Desah nafas kelelahan berpacu dari mulut keduanya yang masih berpelukan dalam ketelanjangan. Keringat deras membanjiri seluruh tubuh mereka. Untuk beberapa saat lamanya, mereka berdua hanya terdiam, membiarkan waktu berlalu dan mencoba memperoleh kembali nafas mereka yang menipis.

Hinata harus akui, malam ini Sasuke cukup ganas menyentuhnya. Dimulai dari ia membukakan pintu apartement, tahu-tahu pemuda itu langsung memeluknya erat, menciumnya dengan tiba-tiba, mendorongnya ke arah dinding ruang tamu, selanjutnya yang terdengar ditelinganya adalah suara robekan kain dan lenguhan kenikmatan yang keluar dari bibirnya dan geraman Sasuke.

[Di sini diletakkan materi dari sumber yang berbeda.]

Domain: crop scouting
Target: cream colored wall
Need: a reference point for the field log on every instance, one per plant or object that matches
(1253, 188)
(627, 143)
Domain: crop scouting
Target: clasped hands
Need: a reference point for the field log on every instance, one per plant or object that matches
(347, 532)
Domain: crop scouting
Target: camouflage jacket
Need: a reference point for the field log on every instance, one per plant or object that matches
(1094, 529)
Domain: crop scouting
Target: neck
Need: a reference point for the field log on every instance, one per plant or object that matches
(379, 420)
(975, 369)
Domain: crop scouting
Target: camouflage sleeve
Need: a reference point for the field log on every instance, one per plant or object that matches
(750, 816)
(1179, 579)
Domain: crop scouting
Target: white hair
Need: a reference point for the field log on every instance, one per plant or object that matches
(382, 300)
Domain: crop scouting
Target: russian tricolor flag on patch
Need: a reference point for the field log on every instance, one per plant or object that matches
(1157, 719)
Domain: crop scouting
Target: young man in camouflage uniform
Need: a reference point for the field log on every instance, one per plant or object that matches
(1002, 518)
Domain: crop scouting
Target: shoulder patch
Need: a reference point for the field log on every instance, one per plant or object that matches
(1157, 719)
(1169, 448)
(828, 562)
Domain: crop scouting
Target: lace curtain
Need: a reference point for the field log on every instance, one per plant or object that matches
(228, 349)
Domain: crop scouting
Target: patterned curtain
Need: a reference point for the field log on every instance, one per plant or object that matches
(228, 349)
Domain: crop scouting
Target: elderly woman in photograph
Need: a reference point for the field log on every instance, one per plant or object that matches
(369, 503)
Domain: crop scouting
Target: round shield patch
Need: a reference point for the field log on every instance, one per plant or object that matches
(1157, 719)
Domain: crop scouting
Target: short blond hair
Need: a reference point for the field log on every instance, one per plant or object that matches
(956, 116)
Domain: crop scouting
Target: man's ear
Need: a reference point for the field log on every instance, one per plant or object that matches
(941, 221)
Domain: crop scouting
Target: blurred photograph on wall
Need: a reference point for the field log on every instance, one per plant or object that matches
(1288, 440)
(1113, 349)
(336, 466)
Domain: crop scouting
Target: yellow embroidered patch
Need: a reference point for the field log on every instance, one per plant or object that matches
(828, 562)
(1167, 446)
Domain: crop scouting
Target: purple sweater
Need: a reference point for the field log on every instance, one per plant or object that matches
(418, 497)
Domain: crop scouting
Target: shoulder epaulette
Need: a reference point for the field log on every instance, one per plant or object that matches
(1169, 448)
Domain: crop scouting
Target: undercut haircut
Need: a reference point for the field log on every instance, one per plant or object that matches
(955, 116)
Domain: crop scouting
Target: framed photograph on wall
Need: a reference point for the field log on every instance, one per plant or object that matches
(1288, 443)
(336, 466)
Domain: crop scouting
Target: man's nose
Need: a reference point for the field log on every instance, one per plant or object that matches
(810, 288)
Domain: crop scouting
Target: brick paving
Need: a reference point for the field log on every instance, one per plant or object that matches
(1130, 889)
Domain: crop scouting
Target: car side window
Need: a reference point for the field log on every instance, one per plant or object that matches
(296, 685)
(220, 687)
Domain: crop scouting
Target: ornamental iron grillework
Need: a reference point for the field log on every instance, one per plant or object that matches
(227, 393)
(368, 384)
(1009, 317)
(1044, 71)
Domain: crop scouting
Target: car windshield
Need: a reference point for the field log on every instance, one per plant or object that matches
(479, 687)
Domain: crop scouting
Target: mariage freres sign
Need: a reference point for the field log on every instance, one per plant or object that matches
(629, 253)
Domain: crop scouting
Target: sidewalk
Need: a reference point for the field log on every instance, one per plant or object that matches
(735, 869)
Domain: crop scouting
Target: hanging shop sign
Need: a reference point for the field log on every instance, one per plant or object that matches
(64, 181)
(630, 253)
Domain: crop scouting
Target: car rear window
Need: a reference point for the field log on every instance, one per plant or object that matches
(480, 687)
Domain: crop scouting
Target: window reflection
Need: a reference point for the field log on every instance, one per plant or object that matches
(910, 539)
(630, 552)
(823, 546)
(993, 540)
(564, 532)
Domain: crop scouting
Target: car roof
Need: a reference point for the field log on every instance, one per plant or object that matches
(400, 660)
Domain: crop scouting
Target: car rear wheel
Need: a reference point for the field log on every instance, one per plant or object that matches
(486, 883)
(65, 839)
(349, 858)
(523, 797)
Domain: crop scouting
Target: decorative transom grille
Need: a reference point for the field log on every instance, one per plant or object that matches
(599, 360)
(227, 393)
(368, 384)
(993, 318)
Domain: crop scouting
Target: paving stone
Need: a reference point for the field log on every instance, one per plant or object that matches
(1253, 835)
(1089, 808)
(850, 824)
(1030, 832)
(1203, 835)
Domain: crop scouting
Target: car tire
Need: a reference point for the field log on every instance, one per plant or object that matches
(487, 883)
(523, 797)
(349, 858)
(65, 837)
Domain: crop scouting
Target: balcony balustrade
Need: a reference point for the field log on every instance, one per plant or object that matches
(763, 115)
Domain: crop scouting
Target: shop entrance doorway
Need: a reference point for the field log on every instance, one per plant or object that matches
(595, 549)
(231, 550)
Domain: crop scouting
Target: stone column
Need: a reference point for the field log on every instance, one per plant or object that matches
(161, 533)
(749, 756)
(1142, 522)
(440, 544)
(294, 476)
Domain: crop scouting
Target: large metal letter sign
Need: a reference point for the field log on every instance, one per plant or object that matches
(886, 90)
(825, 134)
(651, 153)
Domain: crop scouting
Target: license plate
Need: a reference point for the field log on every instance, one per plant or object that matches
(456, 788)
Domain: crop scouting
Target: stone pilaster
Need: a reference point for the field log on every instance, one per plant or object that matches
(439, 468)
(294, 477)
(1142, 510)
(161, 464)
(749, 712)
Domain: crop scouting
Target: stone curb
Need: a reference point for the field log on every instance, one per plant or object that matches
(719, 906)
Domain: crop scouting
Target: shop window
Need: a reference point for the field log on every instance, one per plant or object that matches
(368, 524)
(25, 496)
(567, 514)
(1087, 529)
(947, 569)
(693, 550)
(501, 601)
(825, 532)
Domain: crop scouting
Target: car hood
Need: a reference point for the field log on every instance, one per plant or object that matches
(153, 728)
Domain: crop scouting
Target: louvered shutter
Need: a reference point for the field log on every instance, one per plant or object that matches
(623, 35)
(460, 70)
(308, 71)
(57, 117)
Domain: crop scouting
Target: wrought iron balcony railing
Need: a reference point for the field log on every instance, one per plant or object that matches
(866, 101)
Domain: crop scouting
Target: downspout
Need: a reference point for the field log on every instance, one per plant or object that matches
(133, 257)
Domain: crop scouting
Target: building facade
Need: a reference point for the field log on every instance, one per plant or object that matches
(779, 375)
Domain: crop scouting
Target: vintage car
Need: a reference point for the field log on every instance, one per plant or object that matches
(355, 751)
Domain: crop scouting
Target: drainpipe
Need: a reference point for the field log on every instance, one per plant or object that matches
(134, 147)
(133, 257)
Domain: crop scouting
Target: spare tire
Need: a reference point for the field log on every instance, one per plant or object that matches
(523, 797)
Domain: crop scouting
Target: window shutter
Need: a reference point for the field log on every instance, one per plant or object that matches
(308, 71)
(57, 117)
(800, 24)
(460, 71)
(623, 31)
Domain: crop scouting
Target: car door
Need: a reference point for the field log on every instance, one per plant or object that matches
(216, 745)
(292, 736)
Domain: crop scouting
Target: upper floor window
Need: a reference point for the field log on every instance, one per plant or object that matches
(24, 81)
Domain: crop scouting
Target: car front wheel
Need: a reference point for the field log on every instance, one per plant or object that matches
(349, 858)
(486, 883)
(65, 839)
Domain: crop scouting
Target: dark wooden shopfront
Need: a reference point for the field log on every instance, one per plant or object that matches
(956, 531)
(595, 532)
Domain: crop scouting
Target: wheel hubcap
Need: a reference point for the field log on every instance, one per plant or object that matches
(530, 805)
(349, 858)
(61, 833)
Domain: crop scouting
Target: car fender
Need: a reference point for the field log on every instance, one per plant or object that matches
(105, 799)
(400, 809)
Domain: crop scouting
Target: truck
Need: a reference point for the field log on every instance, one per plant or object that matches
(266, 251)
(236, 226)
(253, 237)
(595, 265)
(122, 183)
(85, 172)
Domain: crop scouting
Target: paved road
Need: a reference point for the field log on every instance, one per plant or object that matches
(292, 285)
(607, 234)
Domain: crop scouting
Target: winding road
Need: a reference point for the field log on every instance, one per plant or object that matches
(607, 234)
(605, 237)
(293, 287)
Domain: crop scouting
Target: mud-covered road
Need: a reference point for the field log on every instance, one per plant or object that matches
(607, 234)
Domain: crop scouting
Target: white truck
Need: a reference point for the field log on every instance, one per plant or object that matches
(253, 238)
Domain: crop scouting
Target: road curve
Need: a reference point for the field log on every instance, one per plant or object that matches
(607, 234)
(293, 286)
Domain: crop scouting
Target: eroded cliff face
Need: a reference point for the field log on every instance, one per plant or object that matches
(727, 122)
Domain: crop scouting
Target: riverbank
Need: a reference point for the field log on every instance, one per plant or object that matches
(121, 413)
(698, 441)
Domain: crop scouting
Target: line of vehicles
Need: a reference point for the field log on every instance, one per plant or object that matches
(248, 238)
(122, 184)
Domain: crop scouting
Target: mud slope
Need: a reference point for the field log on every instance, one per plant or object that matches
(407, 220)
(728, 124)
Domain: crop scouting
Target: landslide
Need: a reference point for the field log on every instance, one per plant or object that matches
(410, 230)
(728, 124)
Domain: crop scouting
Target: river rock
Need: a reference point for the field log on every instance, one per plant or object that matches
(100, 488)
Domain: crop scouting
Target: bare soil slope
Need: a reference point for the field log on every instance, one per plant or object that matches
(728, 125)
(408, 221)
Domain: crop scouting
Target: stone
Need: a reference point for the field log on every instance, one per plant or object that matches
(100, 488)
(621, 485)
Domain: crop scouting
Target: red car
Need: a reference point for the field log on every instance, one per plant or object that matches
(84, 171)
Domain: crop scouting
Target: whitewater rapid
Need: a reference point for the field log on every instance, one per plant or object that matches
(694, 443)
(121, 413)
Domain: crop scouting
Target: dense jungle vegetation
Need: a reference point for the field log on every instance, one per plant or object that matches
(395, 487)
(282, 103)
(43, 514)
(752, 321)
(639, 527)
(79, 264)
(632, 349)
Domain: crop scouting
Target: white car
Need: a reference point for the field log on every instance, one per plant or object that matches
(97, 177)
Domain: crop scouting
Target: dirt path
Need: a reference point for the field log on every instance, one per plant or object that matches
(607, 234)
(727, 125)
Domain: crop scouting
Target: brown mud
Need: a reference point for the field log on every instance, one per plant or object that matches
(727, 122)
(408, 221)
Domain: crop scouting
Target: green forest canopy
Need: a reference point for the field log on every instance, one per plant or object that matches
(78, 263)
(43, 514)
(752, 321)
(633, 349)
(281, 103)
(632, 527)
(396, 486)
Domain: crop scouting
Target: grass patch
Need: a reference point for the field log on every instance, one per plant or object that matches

Hinata tahu ada yang salah pada Sasuke malam ini. Meskipun mereka bercinta pikiran kekasihnya itu berada di tempat lain. Dan Hinata tahu apa yang tengah dipikirkan kekasihnya itu.

"Kau baik-baik saja?"

Hinata tersentak ketika merasakan sentuhan lembut di punggungnya yang terbuka, tubuhnya merinding sesaat. "S-Sasuke-kun..." Suara Hinata tampak bergetar.

"Mmm?" Dari belakang Sasuke mengecup lembut leher Hinata, membuat si empunya semakin bergetar karenanya.

"Ada apa denganmu malam ini?" Tanya Hinata pelan. Berusaha mencoba untuk tidak melenguh keras saat Sasuke semakin kuat mencium lehernya. Menancapkan gigi kuatnya disana, memberi banyak tanda merah.

Sasuke terdiam. Pemuda itu memeluk Hinata erat dari belakang. Menyembunyikan wajahnya di leher sang kekasih. Menghirup aroma kekasihnya yang memabukkan. "Tidak ada apa-apa." Lirihnya.

"Kau bohong!" Tuding Hinata. Sasuke diam tak menjawab, Hinata menarik napas dalam-dalam. Mengabaikan rasa sakit ditubuhnya terutama pinggangnya yang terasa amat sakit, Hinata bangkit dari tempat tidur dan meringkuk ke dalam dada Sasuke yang bidang. "Kau tidak pandai berbohong, Sasuke-kun."

Sasuke menghela napas, menggerakkan tangannya untuk memeluk pinggang Hinata, membawa tubuh polos di depannya semakin rapat padanya. "Aku hanya tak ingin kau khawatir."

"Tapi, justru kamu yang seperti ini membuatku khawatir. Ada apa sebenarnya, Sasuke-kun?"

Sasuke tak segera menjawabnya, ia punya banyak alasan di kepalanya.

"Kau, Nana."

Hinata menautkan alisnya dan mendongak, menatap Sasuke bingung.

"Aku mengkhawatirkanmu, setiap waktu aku mencemaskanmu, aku tidak ingin kau terluka karena bersamaku, aku hanya ingin kau menjalani hidupmu dengan normal tanpa harus dibanyangi ancaman dari kakekku, aku... Aku tak mau kehilanganmu."

"Stttt... Kau tidak akan kehilanganku, Sasuke-kun. Aku janji."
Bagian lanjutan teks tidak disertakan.